Neurology & Pain Management Coding Alert

Here Comes Relief -- Get Ready for More Specific Migraine Coding

Our experts explain why 346.xx changes will cause no pain

CMS recently released its preliminary ICD-9 2009 list, expanding the 346.xx series with about 30 new migraine codes for you.

The new deal: The proposed changes are set to go into effect Oct. 1, 2008. Here's the lowdown on how these proposed changes will affect your migraine coding.

Don't miss: You-ll have new and revised fifth-digit options for each of these codes:

- 0 -- Without mention of intractable migraine without mention of status migrainosus

- 1 -- With intractable migraine, so stated, without mention of status migrainosus

- 2 -- Without mention of intractable migraine with status migrainosus

- 3 -- With intractable migraine, so stated, with status migrainosus.

These fifth-digit options will allow the provider to indicate the presence of status migrainosus, which is a prolonged migraine that increases the patient's stroke risk, says coding expert Jackie Miller, RHIA, CPC, senior coding consultant for Coding Strategies Inc. in Powder Springs, Ga.

1. Let 346.xx Take a Load Off Your Mind

There are changes in the works for 346.0x (Classical migraine). According to ICD-9 2008, you use 346.0x to describe migraines with auras or migraines preceded or accompanied by transient focal neurological phenomena.

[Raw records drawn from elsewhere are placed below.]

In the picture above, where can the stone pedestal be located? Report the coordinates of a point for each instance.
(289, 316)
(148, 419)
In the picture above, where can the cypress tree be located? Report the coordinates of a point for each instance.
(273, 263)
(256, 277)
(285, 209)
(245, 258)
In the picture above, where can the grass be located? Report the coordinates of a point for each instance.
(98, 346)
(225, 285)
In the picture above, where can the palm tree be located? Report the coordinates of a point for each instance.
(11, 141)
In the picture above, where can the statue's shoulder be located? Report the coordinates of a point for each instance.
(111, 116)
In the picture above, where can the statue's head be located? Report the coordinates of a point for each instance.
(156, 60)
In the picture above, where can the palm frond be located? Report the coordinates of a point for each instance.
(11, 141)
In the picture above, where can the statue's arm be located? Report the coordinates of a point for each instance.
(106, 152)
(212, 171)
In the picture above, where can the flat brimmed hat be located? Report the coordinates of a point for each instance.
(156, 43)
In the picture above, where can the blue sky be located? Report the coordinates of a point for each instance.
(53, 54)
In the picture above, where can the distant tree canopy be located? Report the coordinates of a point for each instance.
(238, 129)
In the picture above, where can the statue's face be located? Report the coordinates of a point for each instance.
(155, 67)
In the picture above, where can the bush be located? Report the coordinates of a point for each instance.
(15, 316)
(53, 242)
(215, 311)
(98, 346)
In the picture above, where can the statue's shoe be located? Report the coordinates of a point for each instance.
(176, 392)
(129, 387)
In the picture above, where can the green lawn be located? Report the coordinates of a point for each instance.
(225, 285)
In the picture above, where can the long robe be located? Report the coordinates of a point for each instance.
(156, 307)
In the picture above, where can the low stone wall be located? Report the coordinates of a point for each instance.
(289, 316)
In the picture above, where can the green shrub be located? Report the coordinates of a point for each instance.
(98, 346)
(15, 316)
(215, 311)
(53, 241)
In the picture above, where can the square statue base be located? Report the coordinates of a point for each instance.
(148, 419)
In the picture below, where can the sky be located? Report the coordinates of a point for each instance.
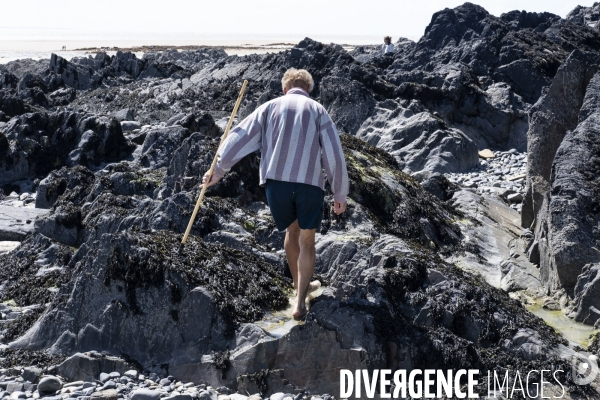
(247, 18)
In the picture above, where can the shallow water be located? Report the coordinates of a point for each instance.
(574, 331)
(6, 246)
(278, 323)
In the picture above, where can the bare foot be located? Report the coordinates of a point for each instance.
(300, 315)
(313, 286)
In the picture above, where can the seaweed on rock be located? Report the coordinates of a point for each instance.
(243, 285)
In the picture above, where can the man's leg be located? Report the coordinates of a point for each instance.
(306, 268)
(292, 249)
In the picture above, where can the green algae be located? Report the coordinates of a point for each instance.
(243, 285)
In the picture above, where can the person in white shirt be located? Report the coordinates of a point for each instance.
(387, 46)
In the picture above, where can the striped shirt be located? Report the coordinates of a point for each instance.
(297, 139)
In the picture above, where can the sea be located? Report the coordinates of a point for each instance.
(39, 43)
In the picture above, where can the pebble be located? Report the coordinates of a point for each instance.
(494, 173)
(132, 373)
(277, 396)
(49, 384)
(105, 395)
(145, 394)
(207, 395)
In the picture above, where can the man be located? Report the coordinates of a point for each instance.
(387, 46)
(297, 139)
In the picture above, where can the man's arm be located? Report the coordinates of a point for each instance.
(334, 162)
(242, 140)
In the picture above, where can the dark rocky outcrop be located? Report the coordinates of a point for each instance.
(118, 183)
(550, 119)
(567, 227)
(586, 16)
(40, 142)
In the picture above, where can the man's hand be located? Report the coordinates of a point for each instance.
(339, 207)
(213, 179)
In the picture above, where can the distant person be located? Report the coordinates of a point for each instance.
(387, 46)
(297, 139)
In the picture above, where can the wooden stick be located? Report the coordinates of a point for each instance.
(212, 166)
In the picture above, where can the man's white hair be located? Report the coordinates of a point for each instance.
(297, 78)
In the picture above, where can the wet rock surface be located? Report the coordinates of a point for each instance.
(110, 151)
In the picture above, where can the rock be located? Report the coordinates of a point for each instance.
(87, 367)
(568, 219)
(550, 119)
(586, 16)
(515, 198)
(486, 154)
(125, 114)
(49, 385)
(145, 394)
(110, 384)
(84, 140)
(18, 222)
(418, 141)
(105, 395)
(586, 295)
(180, 397)
(132, 373)
(104, 377)
(14, 387)
(128, 126)
(31, 374)
(207, 395)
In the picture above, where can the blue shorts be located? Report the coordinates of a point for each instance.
(290, 201)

The revised 346.0x (Migraine with aura) will also include the following migraine types explicitly, says Stephen D. Silberstein, MD, FACP, past president of the American Headache Society, director of the Jefferson Headache Center and professor at Thomas Jefferson University Hospital in Philadelphia, in his presentation, "Headache Classification 2007" (http://www.cdc.gov/nchs/ppt/icd9/att1_headache_mar07.ppt):

- classic migraine

- basilar migraine

- migraine-triggered seizures

- migraine with acute-onset aura

- migraine with aura without headache (migraine equivalents)

- migraine with prolonged aura

- migraine with typical aura

- retinal migraine.

2. Even More Variety Added to 346.2x

Until now, 346.2x (Variants of migraine) was a catchall for other migraine types. ICD-9 2009 will instruct you that 346.2x also includes the following migraine variants, Silberstein says:

- cyclical vomiting

- ophthalmoplegic migraine

- periodic headache syndromes in child or adolescent.

3. Code 346.3x Helps With Hemiplegic Coding

The first new preliminary code ICD-9 2009 adds to the series is 346.3x (Hemiplegic migraine). Providers consider this rare migraine type one of the more severe forms. Symptoms include temporary paralysis -- hemiplegia -- or sensory changes on one side of the body, as well as dizziness or vision changes. This classification encompasses both familial and sporadic migraines, Silberstein says.

4. Menstrual Migraine Classification Eases Pain

New possible coding subcategory 346.4x (Menstrual migraine) covers menstrually related migraines and pure menstrual migraines, Silberstein says.

5. Persistence Pays Off With 346.5x

New ICD-9 code 346.5x (Persistent migraine aura without cerebral infarction) will give you several new options when coding for persistent migraines. Silberstein notes that 346.5x will also include persistent migraine aura NOS (not otherwise specified).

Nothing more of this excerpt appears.